Diversity: The Ugly Truth

Prejudice against the ugly is the last unchecked prejudice of our time. But who’ll stand up for the face-aches?

It’s no secret that Doctor Who has been oddly tactful of late, with the thrills of time and space travel often seemingly taking a back seat to climate-change finger-wagging and lectures about historical racism / sexism. So I was a bit surprised to find myself irrevocably ‘triggered’ by something I saw in episode two of the new series: the Doctor, confronting an enemy whose features are entirely obscured by a battle helmet, yells, ‘Take your hat off, mate!’ – but when the enemy complies, revealing the hideous face of a Sontaran, she sneers, ‘Urgh – on second thoughts, put it back on!’.

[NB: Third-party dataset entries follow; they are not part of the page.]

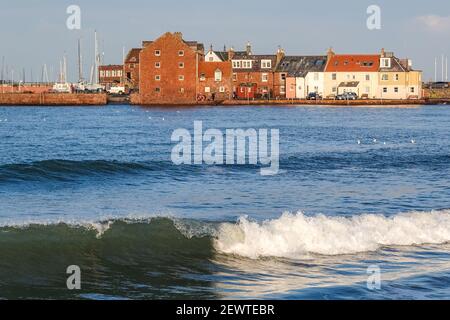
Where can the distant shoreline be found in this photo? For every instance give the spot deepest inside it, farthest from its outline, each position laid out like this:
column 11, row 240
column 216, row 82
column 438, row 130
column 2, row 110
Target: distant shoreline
column 52, row 99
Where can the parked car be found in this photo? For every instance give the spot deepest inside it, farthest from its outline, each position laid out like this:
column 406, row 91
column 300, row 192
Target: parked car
column 117, row 90
column 347, row 96
column 313, row 96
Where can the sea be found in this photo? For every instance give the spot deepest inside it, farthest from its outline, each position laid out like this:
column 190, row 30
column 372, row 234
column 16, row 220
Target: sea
column 360, row 208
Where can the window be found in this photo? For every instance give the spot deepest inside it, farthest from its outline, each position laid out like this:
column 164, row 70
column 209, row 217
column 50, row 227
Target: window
column 385, row 62
column 242, row 64
column 218, row 75
column 266, row 64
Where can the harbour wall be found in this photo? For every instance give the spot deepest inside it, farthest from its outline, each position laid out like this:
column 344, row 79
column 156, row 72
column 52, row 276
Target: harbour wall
column 52, row 99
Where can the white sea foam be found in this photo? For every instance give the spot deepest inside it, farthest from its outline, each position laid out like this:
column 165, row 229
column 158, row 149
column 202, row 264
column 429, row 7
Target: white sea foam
column 297, row 235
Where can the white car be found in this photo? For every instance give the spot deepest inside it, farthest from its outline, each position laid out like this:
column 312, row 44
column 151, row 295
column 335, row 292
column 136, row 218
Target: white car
column 62, row 88
column 117, row 90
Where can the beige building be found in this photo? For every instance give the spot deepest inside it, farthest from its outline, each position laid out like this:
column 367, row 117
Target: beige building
column 352, row 73
column 397, row 79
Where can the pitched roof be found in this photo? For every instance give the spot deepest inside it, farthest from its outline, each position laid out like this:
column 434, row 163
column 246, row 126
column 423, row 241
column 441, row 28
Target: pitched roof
column 398, row 65
column 300, row 66
column 257, row 59
column 350, row 84
column 209, row 68
column 354, row 63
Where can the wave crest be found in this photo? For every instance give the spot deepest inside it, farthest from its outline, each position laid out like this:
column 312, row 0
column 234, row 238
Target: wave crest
column 297, row 235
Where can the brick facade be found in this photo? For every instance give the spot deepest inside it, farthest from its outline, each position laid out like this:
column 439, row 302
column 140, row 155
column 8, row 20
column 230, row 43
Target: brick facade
column 215, row 81
column 110, row 75
column 169, row 70
column 131, row 69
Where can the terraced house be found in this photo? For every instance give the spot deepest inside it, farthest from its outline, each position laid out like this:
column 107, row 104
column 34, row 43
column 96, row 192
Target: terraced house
column 397, row 79
column 304, row 75
column 351, row 73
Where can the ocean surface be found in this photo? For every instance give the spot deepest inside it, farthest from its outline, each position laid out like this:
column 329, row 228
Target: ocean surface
column 360, row 189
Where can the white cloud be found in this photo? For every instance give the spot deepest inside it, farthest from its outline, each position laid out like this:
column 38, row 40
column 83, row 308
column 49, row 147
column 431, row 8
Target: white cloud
column 435, row 22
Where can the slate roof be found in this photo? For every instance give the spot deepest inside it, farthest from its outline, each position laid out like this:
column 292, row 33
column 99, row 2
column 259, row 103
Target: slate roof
column 354, row 63
column 256, row 65
column 300, row 66
column 397, row 65
column 350, row 84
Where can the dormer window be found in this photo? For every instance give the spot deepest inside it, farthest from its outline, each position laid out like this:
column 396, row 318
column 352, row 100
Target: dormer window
column 218, row 75
column 266, row 64
column 385, row 62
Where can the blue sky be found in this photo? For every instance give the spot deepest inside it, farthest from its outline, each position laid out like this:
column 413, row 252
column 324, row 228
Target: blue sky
column 33, row 32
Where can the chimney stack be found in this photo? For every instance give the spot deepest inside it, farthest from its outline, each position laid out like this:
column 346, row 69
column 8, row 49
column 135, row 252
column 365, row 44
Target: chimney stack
column 249, row 49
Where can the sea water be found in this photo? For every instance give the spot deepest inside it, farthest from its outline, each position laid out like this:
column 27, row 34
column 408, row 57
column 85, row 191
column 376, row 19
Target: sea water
column 359, row 189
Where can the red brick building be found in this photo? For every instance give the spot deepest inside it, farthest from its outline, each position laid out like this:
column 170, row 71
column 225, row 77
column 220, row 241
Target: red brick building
column 131, row 69
column 215, row 81
column 169, row 70
column 110, row 75
column 254, row 75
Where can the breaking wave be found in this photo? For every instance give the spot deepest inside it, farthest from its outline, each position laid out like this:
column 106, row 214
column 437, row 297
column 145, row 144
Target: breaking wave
column 297, row 235
column 290, row 236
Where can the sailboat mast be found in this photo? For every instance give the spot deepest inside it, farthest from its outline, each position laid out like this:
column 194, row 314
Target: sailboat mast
column 80, row 62
column 97, row 59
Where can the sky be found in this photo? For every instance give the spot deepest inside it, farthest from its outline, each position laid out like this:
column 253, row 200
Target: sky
column 34, row 32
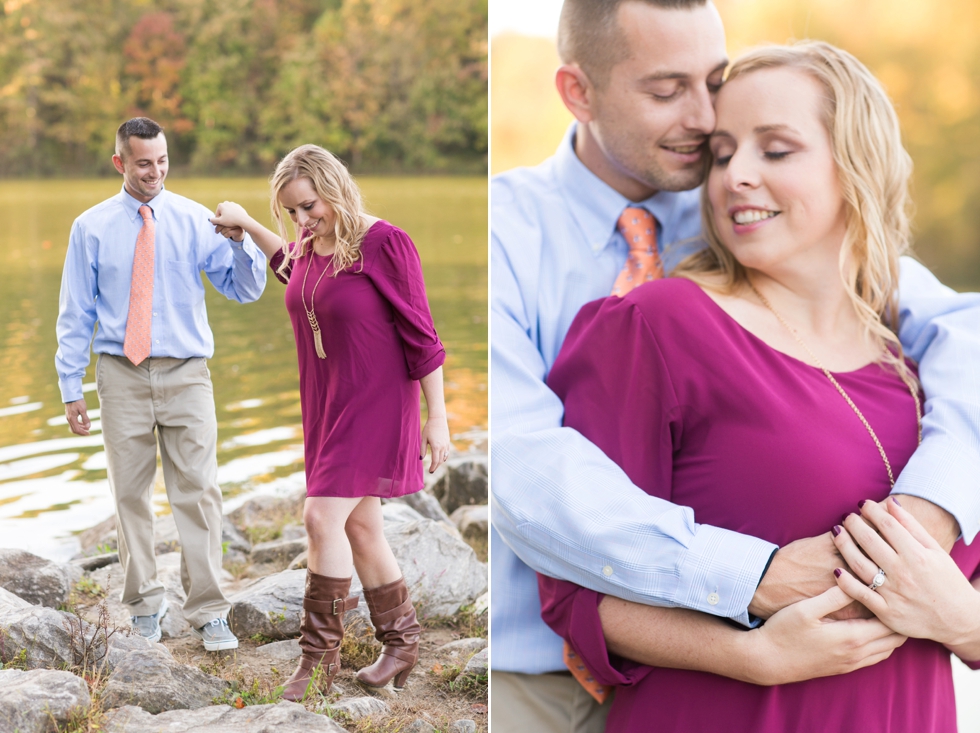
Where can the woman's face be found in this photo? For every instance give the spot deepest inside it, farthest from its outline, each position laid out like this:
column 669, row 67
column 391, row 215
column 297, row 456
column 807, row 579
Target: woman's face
column 306, row 208
column 773, row 183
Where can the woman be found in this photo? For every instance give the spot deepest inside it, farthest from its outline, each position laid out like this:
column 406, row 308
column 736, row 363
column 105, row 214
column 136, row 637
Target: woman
column 365, row 340
column 764, row 387
column 925, row 594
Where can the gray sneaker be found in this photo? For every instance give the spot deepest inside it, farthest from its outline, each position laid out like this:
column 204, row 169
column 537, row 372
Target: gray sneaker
column 149, row 626
column 217, row 636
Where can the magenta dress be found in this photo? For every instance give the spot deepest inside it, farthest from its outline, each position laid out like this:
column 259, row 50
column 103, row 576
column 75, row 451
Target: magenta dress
column 700, row 412
column 361, row 413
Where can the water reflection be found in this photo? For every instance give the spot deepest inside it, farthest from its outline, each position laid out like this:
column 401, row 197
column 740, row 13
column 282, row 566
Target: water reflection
column 53, row 484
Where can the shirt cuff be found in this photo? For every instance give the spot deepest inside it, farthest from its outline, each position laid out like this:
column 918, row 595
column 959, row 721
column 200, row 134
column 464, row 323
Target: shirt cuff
column 720, row 572
column 71, row 389
column 936, row 473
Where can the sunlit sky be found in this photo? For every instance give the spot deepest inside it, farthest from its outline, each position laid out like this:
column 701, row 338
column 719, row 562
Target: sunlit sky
column 529, row 17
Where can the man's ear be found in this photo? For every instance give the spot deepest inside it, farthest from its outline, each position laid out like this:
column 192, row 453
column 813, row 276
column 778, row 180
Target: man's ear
column 576, row 90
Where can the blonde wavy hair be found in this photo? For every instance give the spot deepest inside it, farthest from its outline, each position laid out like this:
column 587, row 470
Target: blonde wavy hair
column 334, row 184
column 874, row 171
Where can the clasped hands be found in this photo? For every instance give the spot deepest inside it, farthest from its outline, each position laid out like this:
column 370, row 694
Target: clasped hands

Harmless? Perhaps. But only if there isn’t a single child anywhere in this country who looks even a little bit like a Sontaran – and, frankly, we all know that there are plenty. So why does the BBC feel it’s okay to show something that could lead to those kids getting bullied in the playground, when it is clearly so pathologically cautious about anything that could endanger any of the others? The answer, I’m sorry to say, is that ugly people have become the last under-represented minority on British television.

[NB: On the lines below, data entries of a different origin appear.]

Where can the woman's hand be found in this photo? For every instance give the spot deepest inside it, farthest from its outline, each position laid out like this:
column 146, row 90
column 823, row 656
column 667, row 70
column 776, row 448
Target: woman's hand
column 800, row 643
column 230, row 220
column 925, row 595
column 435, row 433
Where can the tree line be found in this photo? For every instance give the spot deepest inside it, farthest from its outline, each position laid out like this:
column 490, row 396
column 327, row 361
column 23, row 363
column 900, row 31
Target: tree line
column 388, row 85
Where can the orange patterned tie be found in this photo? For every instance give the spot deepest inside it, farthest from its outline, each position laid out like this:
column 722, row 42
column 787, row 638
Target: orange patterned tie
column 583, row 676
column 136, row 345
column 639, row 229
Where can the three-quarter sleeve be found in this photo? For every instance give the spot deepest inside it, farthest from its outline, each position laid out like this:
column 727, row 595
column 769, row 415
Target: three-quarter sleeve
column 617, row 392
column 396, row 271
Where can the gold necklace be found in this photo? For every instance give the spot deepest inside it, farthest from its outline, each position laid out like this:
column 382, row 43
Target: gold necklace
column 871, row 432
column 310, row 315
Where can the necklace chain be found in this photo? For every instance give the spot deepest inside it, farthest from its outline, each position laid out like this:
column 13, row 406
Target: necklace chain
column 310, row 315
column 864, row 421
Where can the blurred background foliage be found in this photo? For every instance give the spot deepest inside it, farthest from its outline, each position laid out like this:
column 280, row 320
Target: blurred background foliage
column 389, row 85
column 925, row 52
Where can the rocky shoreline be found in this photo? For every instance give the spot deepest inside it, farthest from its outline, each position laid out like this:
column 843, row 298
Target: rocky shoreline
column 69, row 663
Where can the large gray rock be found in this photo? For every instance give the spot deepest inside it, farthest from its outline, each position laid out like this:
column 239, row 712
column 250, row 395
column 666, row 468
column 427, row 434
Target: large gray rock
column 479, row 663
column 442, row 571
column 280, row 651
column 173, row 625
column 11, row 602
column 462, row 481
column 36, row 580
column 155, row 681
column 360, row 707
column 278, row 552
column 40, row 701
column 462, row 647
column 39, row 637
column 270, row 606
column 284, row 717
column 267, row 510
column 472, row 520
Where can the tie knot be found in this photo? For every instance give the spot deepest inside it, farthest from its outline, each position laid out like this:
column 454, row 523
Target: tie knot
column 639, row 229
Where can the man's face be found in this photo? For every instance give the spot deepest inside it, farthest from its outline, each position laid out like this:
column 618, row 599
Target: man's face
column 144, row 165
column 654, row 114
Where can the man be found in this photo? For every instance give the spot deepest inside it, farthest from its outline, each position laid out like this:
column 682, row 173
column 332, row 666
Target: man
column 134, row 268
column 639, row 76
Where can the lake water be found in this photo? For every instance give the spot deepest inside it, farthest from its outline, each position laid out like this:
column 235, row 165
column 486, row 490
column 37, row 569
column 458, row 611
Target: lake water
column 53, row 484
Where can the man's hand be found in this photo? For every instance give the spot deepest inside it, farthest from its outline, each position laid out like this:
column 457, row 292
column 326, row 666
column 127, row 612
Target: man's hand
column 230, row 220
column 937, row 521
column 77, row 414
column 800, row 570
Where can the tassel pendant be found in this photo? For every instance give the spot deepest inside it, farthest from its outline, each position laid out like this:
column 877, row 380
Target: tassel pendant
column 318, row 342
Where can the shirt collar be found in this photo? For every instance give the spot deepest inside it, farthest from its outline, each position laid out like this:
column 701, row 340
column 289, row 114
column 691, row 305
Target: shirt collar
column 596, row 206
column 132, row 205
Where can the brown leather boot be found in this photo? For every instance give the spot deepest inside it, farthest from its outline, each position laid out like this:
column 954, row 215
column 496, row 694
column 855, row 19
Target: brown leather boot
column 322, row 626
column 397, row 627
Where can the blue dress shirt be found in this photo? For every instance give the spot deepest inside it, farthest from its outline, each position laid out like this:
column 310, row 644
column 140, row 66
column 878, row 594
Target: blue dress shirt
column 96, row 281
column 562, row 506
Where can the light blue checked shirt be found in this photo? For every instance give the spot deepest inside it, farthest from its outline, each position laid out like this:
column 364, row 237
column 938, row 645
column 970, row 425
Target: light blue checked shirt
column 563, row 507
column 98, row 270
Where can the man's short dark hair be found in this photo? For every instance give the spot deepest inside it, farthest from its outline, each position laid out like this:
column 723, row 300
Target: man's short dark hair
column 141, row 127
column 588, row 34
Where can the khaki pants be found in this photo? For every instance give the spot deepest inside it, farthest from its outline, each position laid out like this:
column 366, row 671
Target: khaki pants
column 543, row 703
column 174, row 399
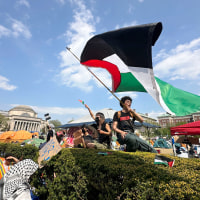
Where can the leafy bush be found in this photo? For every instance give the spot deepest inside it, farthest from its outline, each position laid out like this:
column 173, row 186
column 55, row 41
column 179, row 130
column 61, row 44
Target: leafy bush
column 84, row 174
column 24, row 152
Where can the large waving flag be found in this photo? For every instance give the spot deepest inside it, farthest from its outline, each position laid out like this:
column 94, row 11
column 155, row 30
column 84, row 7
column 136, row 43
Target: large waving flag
column 127, row 55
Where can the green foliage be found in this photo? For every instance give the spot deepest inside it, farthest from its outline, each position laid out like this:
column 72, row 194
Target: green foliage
column 3, row 123
column 24, row 152
column 56, row 123
column 84, row 174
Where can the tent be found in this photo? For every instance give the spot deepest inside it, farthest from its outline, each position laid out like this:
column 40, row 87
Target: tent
column 35, row 141
column 192, row 128
column 162, row 143
column 108, row 113
column 15, row 136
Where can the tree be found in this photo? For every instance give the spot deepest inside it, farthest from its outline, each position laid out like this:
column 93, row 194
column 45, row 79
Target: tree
column 56, row 123
column 3, row 123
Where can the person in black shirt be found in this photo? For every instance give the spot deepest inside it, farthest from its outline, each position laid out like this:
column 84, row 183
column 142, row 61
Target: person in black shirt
column 123, row 125
column 103, row 128
column 50, row 133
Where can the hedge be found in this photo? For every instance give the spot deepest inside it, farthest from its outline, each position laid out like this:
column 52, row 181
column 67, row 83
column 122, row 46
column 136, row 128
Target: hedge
column 84, row 174
column 18, row 151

I personally have no problem with the steep upswing in diversity we’ve seen in TV shows and adverts over the past two or three years. It’s pandering and patronising, but it’s also given work to a lot of good people who would always have been unfairly sidelined otherwise. I just want to know why, at a time when there’s bags of diversity on screen, there are still no bags of spanners.

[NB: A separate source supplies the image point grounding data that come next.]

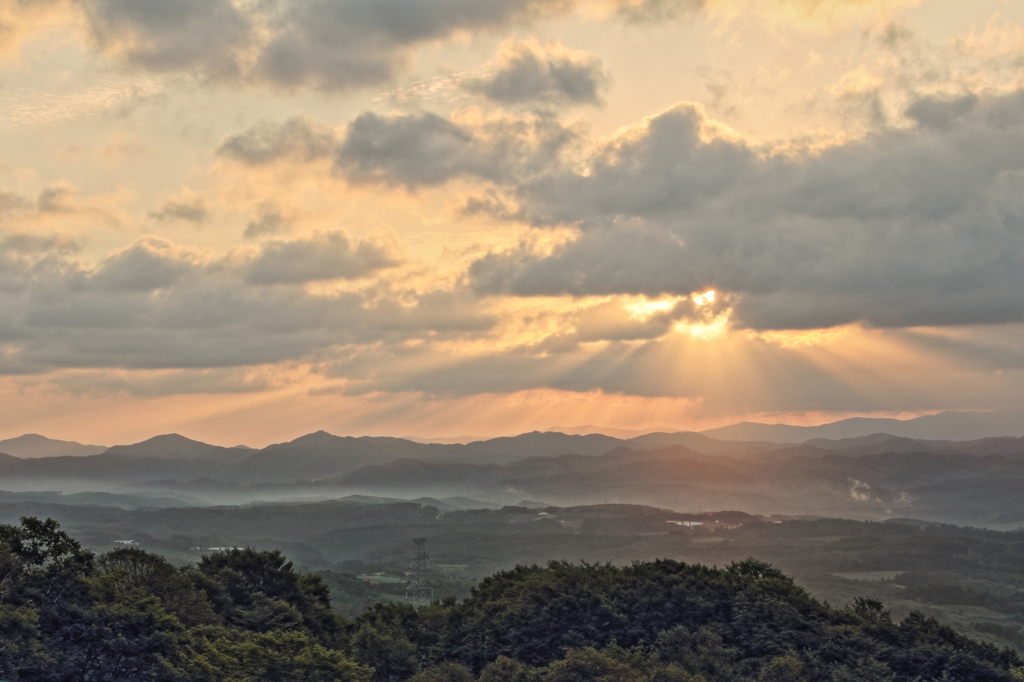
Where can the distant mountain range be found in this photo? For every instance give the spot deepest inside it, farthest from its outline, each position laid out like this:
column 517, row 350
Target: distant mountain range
column 943, row 426
column 956, row 426
column 33, row 444
column 875, row 476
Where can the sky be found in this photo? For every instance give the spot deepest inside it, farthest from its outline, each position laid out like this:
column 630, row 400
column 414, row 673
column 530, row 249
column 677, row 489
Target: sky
column 245, row 220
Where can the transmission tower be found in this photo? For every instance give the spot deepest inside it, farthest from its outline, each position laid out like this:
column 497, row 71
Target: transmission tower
column 419, row 591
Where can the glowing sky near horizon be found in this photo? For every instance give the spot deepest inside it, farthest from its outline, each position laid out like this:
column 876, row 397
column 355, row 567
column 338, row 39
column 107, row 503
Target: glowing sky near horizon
column 245, row 221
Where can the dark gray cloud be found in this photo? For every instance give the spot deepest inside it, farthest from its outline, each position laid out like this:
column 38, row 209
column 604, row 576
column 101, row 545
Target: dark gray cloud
column 148, row 264
column 420, row 150
column 265, row 142
column 323, row 44
column 530, row 73
column 197, row 36
column 193, row 210
column 155, row 305
column 268, row 221
column 904, row 227
column 326, row 256
column 339, row 44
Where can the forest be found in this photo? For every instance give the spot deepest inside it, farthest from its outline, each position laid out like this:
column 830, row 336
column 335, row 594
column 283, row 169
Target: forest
column 246, row 615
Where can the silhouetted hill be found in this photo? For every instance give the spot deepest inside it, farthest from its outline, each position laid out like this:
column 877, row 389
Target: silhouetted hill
column 174, row 446
column 946, row 425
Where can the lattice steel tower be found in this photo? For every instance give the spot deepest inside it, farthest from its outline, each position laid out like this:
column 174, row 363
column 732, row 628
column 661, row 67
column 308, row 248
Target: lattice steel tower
column 419, row 590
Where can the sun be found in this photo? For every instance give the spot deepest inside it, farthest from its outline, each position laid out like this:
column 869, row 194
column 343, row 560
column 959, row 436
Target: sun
column 706, row 298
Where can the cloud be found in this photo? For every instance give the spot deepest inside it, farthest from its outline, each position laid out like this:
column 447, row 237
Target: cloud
column 158, row 305
column 205, row 37
column 11, row 203
column 424, row 150
column 904, row 227
column 148, row 264
column 326, row 256
column 336, row 45
column 268, row 221
column 528, row 72
column 190, row 210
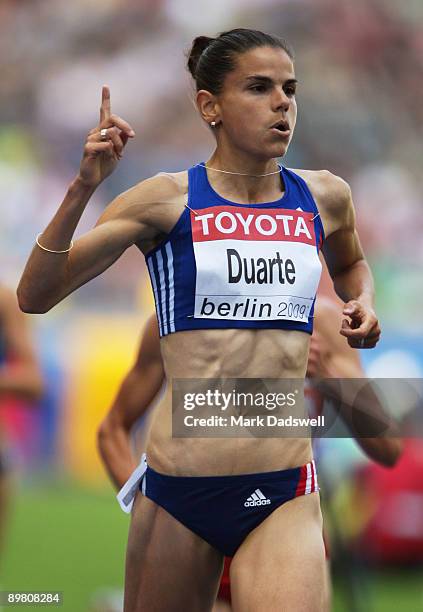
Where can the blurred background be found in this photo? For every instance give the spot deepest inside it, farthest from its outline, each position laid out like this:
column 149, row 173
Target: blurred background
column 360, row 69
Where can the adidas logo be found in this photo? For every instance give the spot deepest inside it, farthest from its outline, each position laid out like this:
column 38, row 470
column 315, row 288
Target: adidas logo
column 257, row 499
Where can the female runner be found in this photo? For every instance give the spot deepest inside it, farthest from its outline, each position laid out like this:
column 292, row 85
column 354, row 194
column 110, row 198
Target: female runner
column 231, row 247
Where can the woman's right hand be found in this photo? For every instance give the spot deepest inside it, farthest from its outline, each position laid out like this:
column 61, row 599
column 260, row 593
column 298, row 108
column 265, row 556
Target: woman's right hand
column 104, row 146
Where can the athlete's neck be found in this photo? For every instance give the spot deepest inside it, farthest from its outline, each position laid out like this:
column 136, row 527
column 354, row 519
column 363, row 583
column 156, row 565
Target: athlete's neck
column 247, row 187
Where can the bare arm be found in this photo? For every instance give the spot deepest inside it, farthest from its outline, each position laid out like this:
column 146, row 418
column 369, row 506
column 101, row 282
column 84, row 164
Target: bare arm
column 21, row 375
column 48, row 277
column 331, row 357
column 348, row 268
column 137, row 392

Presenters, newsreaders, weather people, soap stars – I’m not saying they’re all absolute knockouts, but can you think of a single one you’d hesitate to set up with a friend, based on looks alone? The soaps in particular have a long history of casting inarguably attractive people as outcasts no one wants to sleep with. (Hollyoaks recently killed off a creepy incel character who spent all his time spying on and stalking young women, yet somehow also looked like he could have been in a boy band and be going out with Hollyoaks co-star Jorgie Porter in real life). Even highbrow drama is just as liable to be afflicted by the same issue. Remember how former model Anya Taylor-Joy gets mocked by her classmates for being plain, in The Queen’s Gambit?

And then, of course, there are the adverts – so many adverts – that purport to feature ‘real’ people but actually feature gorgeous fat people, gorgeous spotty people, gorgeous people with surgically reconstructed faces, etc. The only truly homely faces on British TV tend to belong to game-show contestants, and then only on game shows where the format bars the production company from weeding them out. The starting line of the ‘fastest finger first’ round on Who Wants to Be a Millionaire can at times resemble a supermarket’s Halloween-mask display, but you’ll never see anything like that on Pointless, for example.